Growth in Q2 could be higher as GST revenues still pouring in
Chief statistician TCA Anant on Thursday said India’s economic growth in the July-September quarter could be higher than 6.3% as indirect taxes are still being collected on account of the goods and services tax GST) which was rolled out on July 1.
“It is likely that when revised estimates are prepared, indirect tax collections for this period may actually be higher than what we have reported,” Anant said at a press conference while admitting that the GST introduced a “certain level of statistical challenge” in compiling the growth numbers.
India’s growth as measured by the gross domestic product (GDP) was 6.3% in the second quarter, up from 5.7% in the previous quarter which according to Anant “shows a significant trend reversal in growth rates, indicating it is returning to more normal levels”.
He said manufacturing has shown a revival and capital goods production has picked up but construction continues to be slow but is expected to increase. Agriculture sector performance, he said, was held up because of the non-crop segment.
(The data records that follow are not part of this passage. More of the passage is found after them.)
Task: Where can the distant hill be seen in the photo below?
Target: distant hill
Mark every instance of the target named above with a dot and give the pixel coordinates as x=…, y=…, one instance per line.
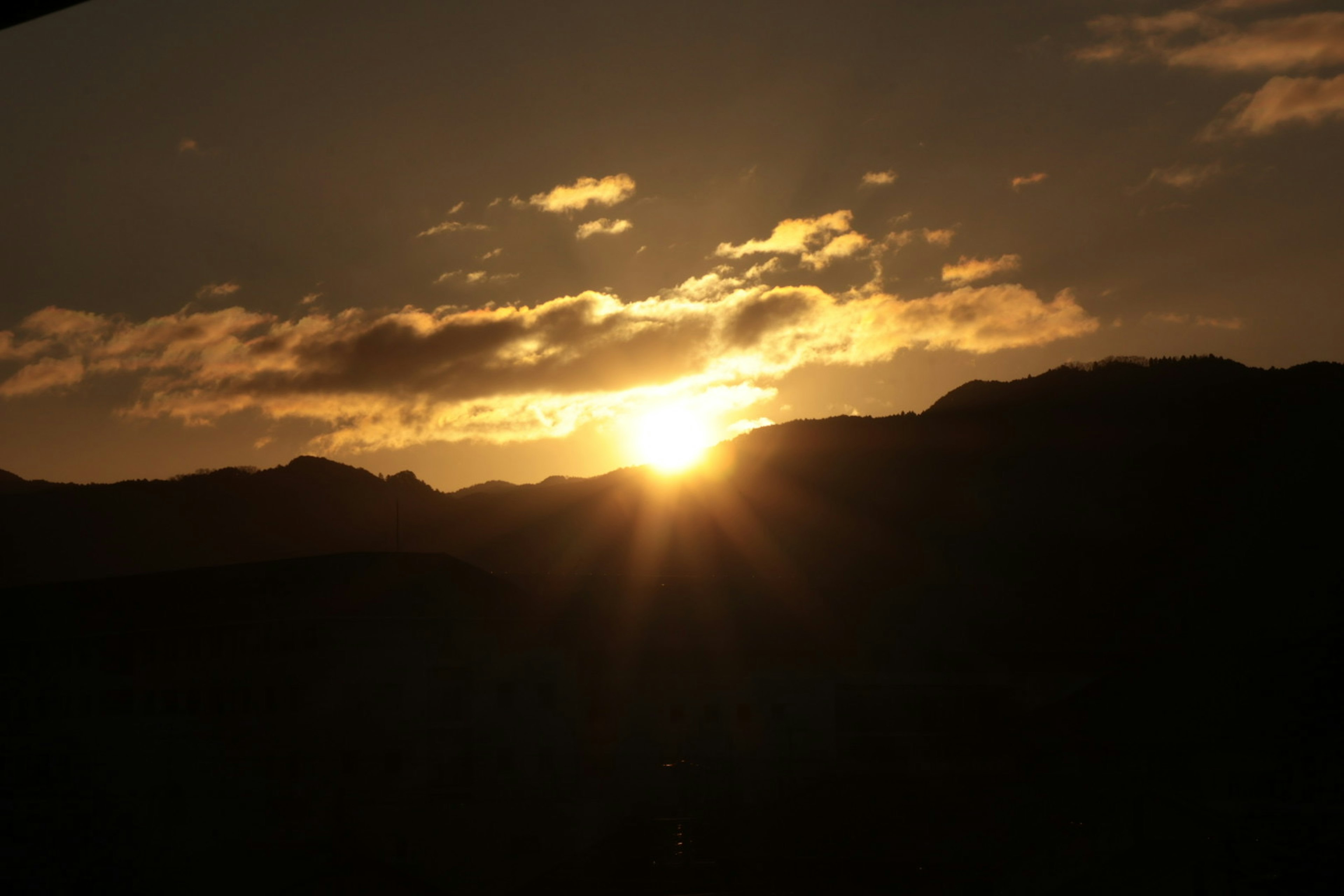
x=1119, y=479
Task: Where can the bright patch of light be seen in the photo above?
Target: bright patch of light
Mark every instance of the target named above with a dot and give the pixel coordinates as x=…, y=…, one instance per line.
x=671, y=439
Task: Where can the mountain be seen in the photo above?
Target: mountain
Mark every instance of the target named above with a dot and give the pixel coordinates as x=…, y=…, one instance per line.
x=1119, y=477
x=1073, y=633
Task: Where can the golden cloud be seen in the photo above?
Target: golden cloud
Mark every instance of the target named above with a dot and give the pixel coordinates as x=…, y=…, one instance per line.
x=451, y=227
x=584, y=192
x=1183, y=176
x=816, y=241
x=386, y=379
x=939, y=237
x=475, y=279
x=603, y=226
x=1197, y=320
x=1027, y=181
x=1281, y=101
x=968, y=271
x=1195, y=38
x=217, y=290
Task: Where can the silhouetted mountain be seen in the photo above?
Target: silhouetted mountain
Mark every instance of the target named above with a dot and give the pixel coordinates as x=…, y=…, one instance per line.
x=1027, y=481
x=1073, y=633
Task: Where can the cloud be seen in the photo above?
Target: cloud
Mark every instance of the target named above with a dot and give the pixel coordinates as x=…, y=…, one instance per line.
x=939, y=237
x=1197, y=320
x=878, y=179
x=1281, y=101
x=475, y=279
x=43, y=375
x=503, y=374
x=968, y=271
x=1183, y=176
x=816, y=241
x=218, y=290
x=452, y=227
x=584, y=192
x=1197, y=38
x=1027, y=181
x=747, y=426
x=603, y=226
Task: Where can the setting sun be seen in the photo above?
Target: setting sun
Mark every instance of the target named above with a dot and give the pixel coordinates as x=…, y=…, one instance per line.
x=670, y=439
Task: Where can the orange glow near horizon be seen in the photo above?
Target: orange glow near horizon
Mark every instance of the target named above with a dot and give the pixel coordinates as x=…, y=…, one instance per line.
x=670, y=439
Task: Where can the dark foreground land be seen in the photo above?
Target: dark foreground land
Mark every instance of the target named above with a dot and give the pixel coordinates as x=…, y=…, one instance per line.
x=1077, y=633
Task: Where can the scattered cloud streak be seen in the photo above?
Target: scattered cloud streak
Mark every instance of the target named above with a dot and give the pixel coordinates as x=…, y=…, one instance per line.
x=603, y=226
x=815, y=241
x=1198, y=320
x=1197, y=38
x=968, y=271
x=218, y=290
x=1201, y=38
x=584, y=192
x=452, y=227
x=1027, y=181
x=1281, y=101
x=878, y=179
x=939, y=237
x=1184, y=176
x=475, y=279
x=502, y=374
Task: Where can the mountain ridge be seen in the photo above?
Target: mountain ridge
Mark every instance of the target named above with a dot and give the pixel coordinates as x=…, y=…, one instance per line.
x=1083, y=448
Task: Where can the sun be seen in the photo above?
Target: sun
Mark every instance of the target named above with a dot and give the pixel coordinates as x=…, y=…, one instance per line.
x=670, y=439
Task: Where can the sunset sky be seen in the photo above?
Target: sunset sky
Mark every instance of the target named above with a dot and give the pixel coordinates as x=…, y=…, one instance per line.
x=479, y=241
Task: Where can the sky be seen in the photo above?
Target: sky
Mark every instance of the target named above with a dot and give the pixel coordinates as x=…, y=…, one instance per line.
x=480, y=241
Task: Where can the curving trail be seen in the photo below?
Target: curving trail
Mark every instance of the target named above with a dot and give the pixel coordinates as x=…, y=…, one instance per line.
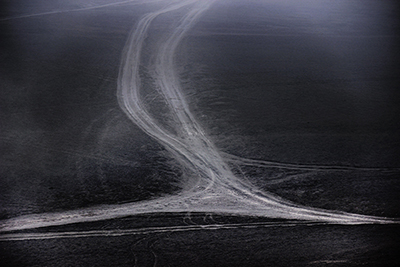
x=213, y=188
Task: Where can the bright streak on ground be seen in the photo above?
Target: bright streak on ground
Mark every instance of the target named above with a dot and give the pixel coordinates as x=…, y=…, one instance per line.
x=214, y=188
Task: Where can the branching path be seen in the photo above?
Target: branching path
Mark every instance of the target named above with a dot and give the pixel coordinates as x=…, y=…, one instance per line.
x=214, y=187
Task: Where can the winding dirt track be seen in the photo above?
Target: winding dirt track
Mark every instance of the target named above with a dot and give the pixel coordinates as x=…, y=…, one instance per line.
x=214, y=188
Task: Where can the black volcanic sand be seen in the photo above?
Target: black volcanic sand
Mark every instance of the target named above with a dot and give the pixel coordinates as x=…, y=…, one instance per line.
x=317, y=245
Manufacturing grew 7% while agriculture growth was 1.7%, down from 2.3% in the trailing quarter.
GST has consolidated central and local taxes including value added tax, excise and service tax into a single levy. According to Anant, GDP could also be an underestimation on account of sales tax collection as many proxies were used to calculate it but the higher mop up could reflect in the revised growth data.
INVENTORY PILE UP
Anant said though there was no impact of inventory pile up on the gross value addition (GVA) account of GST rollout in the second quarter, the ripples can be felt in the third quarter. “It’s possible that anticipating the need for the festive season, most of the production went into the sale and inventory restocking may happen later…inventory accumulation effect may persist in the third quarter as well,” he explained.
DEMONETISATION
Commenting on the demonetisation drive last year and its impact on India’s growth, Anant said the move will be very hard to read from GDP numbers. He explained that normal trading practices and a lot of trade in India, particularly in the informal sector, is based on relationship-based trading due to which cash transactions can also be substituted with informal cred.“My suspicion is that a lot of the claims of the impact of demonetisation in agriculture simply does not account for the presence of such relationships in the sector,” he said.